Im Parlament gibt es jedoch weiterhin eine regierungsfähige Mehrheit aus der konservativen ODS, der liberalen TOP 09 und der Splittergruppe LIDEM. Diese wollte eigentlich mit der bisherigen Parlamentspräsidentin Miroslava Nemcova eine ODS-Politikerin zur neuen Ministerpräsidentin bestellen.
Zeman brüskiert Regierungs- und Oppositionsparteien
Mit seiner Entscheidung, durch Rusnok einen eigenen Vertrauten als Regierungschef zu bestellen, brüskierte Zeman nicht nur die bisherige bürgerliche Koalitionsregierung, sondern auch seine ehemaligen Parteifreunde aus der sozialdemokratischen CSSD. Die Sozialdemokraten waren nicht bereit, ohne Neuwahlen eine alternative Regierungsmehrheit jenseits der ODS zu bilden. Zeman beruft sich bei seinen Handlungen auf das ihm gegebene “Direktmandat” durch seine Wahl als Staatspräsident. Die tschechische Verfassung hat für eine Vorgehensweise, wie sie Zeman gewählt hat, keine wirkliche Lösung parat.

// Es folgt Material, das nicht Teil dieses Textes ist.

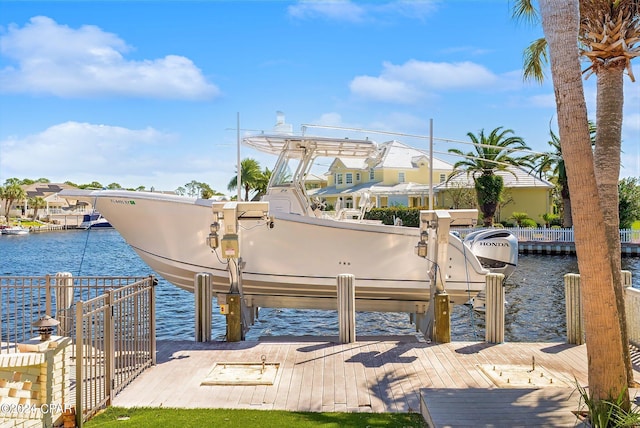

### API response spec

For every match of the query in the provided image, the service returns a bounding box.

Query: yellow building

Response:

Selbst wenn das Parlament Zemans Kandidaten Rusnok ablehnt, könnte dieser bis auf weiteres regieren – und das sogar bis zum Ende der regulären Legislaturperiode. Die Verfassung sieht keine Fristen vor, bis Zeman einen neuen Kandidaten als Regierungschef präsentieren muss. Nur wenn sich das Parlament mit Drei-Fünftel-Mehrheit auflöst, könnte Zemans Treiben ein Ende bereitet werden. Dies könnte jedoch wiederum an jenen Abgeordneten scheitern, die die gesamte Periode wegen ihrer Pensionsansprüche ausdienen wollen.